S. Africa Yields Seen at 3-Year Low by RBS on Bond Index

South Africa’s proposed addition to Citigroup Inc.’s World Bond Index may drive yields to the lowest in more than three years based on Mexico’s experience, according to Royal Bank of Scotland Group Plc.

The yield on South Africa’s 10.5 percent bonds due 2026 dropped four basis points today to 8.16 percent, the lowest since Feb. 3. The yield dropped 23 basis points yesterday, the most since 2009, after Citigroup said it may include the nation’s debt in the index. It may fall as low as 7.70 percent in coming months, according to Demetrios Efstathiou and Roderick Ngotho, London-based RBS analysts. That would be the lowest level since January 2009, according to data compiled by Bloomberg.

The rate on Mexico’s 7.5 percent bonds due 2027, known as Mbonos, fell 97 basis points in the months leading up to the Latin American nation’s inclusion in the index in October 2010.

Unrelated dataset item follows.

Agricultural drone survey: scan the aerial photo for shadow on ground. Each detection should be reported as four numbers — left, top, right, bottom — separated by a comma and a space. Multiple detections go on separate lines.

“Like in the case of Mexican Mbonos, we think that an outperformance of the South African market should be expected in the near future,” Efstathiou and Ngotho said in e-mailed comments. “Already markets started pricing in the benefits of the expected inclusion.”

The South African Government Bond Index met all requirements for inclusion in the World Government Bond Index in April, and will be included in the gauge from October if it meets tests in May and June, New York-based Citigroup said in an e-mailed statement. Inclusion in the index, a first for the continent, may fuel demand from investors who track the gauge, attracting as much as $7.5 billion to the nation’s bond market, according to Citigroup data.

Foreign Investors

Foreign investors bought a net 7.8 billion rand ($996 million) of South African bonds yesterday, the second-largest ever after they bought 14.7 billion rand of the nation’s debt on April 25, 2008. Yesterday’s purchases brought total non-resident investment in rand bonds this year to 25.3 billion, according to JSE Ltd. data.

“An additional attractive aspect of South African bonds is that the real yields are close to the highest available in the index,” George Glynos, an economist at Johannesburg-based ETM Analytics, wrote in e-mailed comments today.

The average yield of the 11 South African bonds that may be included is the highest of any of the 22 countries in the index, at 7.6 percent, compared with 1.63 percent average for the gauge, Citigroup said. South Africa’s bonds would have a 0.44 percent weighting in the index, compared with 0.64 percent for Mexico, and 0.55 percent for Poland.